Tutorial: Redis Enterprise on PKS, the New Operator, Makes it Easy to Manage Distributed Data

Successful applications tend to become complex over time. A microservices architecture offers the ability to decompose your app into many loosely-coupled services organized around business capabilities, thereby alleviating some of the complexities. Of course, microservices are not a free lunch, but for most large, complex apps, they allow teams to deploy new features faster, scale more easily, and pick the best technology stacks.

But what about distributed data? Each microservice is able to select the right database for the right job by employing a data model based on key-value, graph, hierarchical, JSON, streams, search, and so on. With over 300 databases available in the market, this creates a challenge when selecting a database that both meets your criteria and is lightweight enough for a microservices architecture. 

Fortunately, Redis Enterprise on Pivotal Container Service (PKS) is making strides to simplify your cloud-native apps and microservices with distributed caching, messaging, and a high performance NoSQL database. In this post, we’ll review why the data layer is an important element for microservices, and how to get started implementing the Redis Enterprise Kubernetes Operator and database instances on PKS.  

Why the Data Layer is a Critical Element for Stateful Applications and Microservices on Kubernetes

By far one of the biggest challenges with microservices is achieving data consistency.

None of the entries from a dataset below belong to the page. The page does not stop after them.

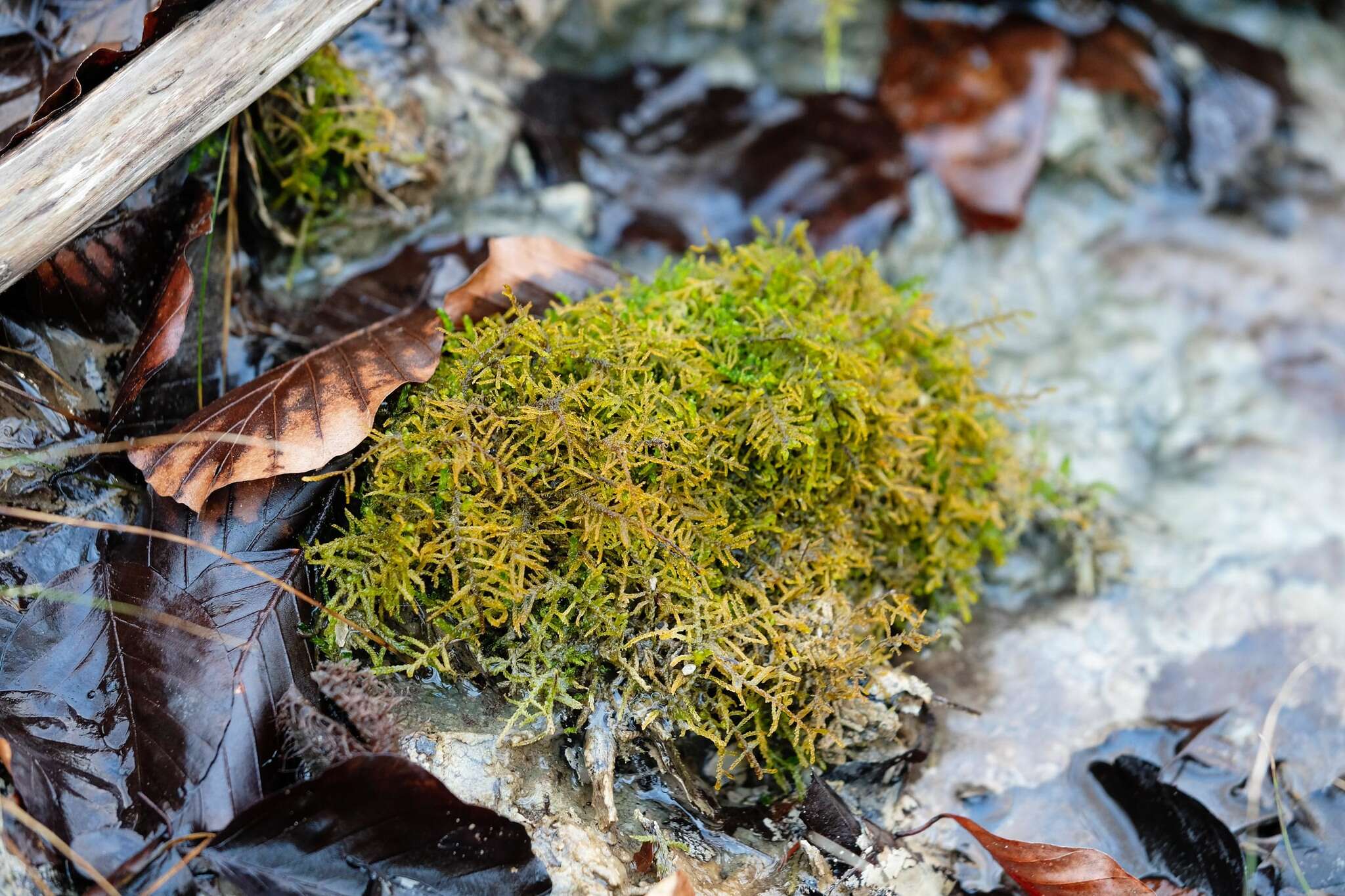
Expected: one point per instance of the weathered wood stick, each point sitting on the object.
(164, 101)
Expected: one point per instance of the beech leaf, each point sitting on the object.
(323, 405)
(1044, 870)
(162, 332)
(116, 699)
(374, 824)
(1180, 834)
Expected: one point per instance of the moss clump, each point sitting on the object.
(724, 495)
(318, 135)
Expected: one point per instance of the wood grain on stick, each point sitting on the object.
(165, 101)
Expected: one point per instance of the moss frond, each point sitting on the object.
(725, 494)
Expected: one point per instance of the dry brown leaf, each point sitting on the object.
(975, 106)
(1043, 870)
(323, 405)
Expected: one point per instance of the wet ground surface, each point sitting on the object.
(1193, 362)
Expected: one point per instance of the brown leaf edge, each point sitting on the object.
(1044, 870)
(101, 64)
(323, 405)
(162, 333)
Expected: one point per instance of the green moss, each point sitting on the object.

When data is shared between services, you can use a message stream to transfer data between microservices. But in order to ensure that the dataset is in sync and consistent, Redis Enterprise provides CRDTs (Conflict-free Replicated Data Types) with an active-active shared-nothing architecture. Redis Enterprise CRDTs are implemented using a global database that spans multiple clusters. This architecture benefits microservices in several ways:

  • Seamless conflict resolution for both simple and complex data types
  • Even if the majority of the geo-replicated regions are down, the multi-master cluster will continue to handle read and write operations.
  • With multiple instances of a service (and each with its own database), each microservice can perform read and write operations with local latencies; the databases are able to resolve the conflict, regardless of the number of geo-replicated regions.

A second consideration is identifying upfront the data processing requirements of each microservice. Developers use Redis to power a variety of transient, ephemeral, operational and transactional use cases such as a geo-distributed cache; session store; high-speed transactions; real-time analytics; fast data ingest; messaging; job and queue management; search; recommendation engines; and time series. 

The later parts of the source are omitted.